The bank has blocked several bank accounts amid an “ongoing investigation by the Central Bank of Nigeria” into the activities of 20 people and organisations “who are alleged to be involved in suspected terrorism financing”, according to its filing with the Abuja federal high court.

Human Rights Watch said in a report last week that between freezing accounts and fining local media over coverage of the Lagos protests “authorities appear to have used coercive financial measures to suppress protests against police brutality and independent media reporting”.

A senior central bank official told the Financial Times that the bank was complying with a routine request from the State Security Service, which asked for the accounts to be frozen pending an investigation. A government spokesman did not respond to a request for comment.

“We were approached as an agency that has oversight over the financial system to aid in an investigation — it’s that simple,” the central bank official said. “Obviously they are presumed innocent until found guilty but . . . allow people to do their jobs and finish the investigation.”

Activists have accused the Nigerian government of a crackdown on organisers of mass protests in Lagos and elsewhere against the federal Special Anti-Robbery Squad (Sars). The police unit has long faced allegations that some of its members have been involved in gross human rights violations, including extrajudicial killings, rape, torture and extortion.

“I have been tagged a terrorist . . . a smear to my reputation simply because I spoke out against police brutality,” said Rinu Oduala, 22, one of the organisers of protests in Lagos, whose name is listed in the court filing. She said she had also received death threats.

Protest organisers have sued the central bank to have their accounts unfrozen but do not expect a court decision soon.

Eromosele Adene, a musician who helped organise protests in Lagos, was granted bail on Tuesday after being held for 11 days without charge.

Authorities also temporarily seized the passport of Moe Odele, a lawyer who helped organise legal aid for protesters and is involved in Mr Adene’s case.

Gatefield, an Abuja-based communications firm, had an account dedicated to funding independent journalism frozen. 

“It’s very clear the government is trying to clamp down on all the actors and instil fear,” said Adewunmi Emoruwa, lead strategist at Gatefield. “The instruments of state are being weaponised in unprecedented ways, especially the [central bank], which should be highly independent and steer clear of political issues such as this.”

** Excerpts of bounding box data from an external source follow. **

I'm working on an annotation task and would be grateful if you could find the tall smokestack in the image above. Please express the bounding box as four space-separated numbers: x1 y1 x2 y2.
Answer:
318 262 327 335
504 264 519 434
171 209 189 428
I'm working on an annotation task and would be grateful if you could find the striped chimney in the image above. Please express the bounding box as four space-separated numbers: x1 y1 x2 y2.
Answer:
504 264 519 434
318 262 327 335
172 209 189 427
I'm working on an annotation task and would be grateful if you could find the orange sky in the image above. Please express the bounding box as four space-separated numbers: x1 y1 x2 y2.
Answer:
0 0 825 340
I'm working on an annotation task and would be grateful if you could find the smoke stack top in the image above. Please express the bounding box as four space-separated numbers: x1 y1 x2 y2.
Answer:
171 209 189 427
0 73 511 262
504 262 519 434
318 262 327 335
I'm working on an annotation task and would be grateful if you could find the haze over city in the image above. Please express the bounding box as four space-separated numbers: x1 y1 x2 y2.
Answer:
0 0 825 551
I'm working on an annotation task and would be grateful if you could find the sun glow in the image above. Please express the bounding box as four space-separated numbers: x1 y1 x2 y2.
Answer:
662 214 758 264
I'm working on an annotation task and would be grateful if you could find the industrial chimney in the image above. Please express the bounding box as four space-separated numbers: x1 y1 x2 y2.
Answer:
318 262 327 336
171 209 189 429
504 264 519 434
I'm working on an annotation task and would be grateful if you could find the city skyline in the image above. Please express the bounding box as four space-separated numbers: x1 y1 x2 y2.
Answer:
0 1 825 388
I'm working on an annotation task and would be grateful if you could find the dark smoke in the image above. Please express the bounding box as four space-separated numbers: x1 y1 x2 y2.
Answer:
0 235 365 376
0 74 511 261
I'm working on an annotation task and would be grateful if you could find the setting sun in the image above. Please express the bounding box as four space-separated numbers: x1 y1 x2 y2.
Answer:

The central bank official rejected the idea that the bank was acting politically or outside the bounds of its responsibilities. “The [US] federal reserve, the Bank of England and every central bank in the world has the right and the responsibility to freeze an account [at the request of security services doing an investigation] — after all everything about money laundering starts and ends with us,” the official said.

Mr Emoruwa said Gatefield is also suing Access Bank, where its accounts are held, because it froze the company’s bank accounts days before the court order was requested by the central bank. Access Bank in a statement last week said it was “compelled to comply with regulatory directives” and the court order.

Police also ordered the family of the late Afrobeat legend Fela Kuti not to hold a symposium on the “lessons and tasks” of the #EndSARS movement at their music venue, the New Afrika Shrine, in Lagos. 

“They are basically banning the right of association,” Seun Kuti, a musician and Fela’s son, said on Instagram on Monday. “Why are they afraid of the people organising? What is democratic about this act?”

The anti-Sars protests were sparked after a video allegedly showing a Sars agent killing a young man went viral on social media, with the #EndSARS hashtag trending globally last month.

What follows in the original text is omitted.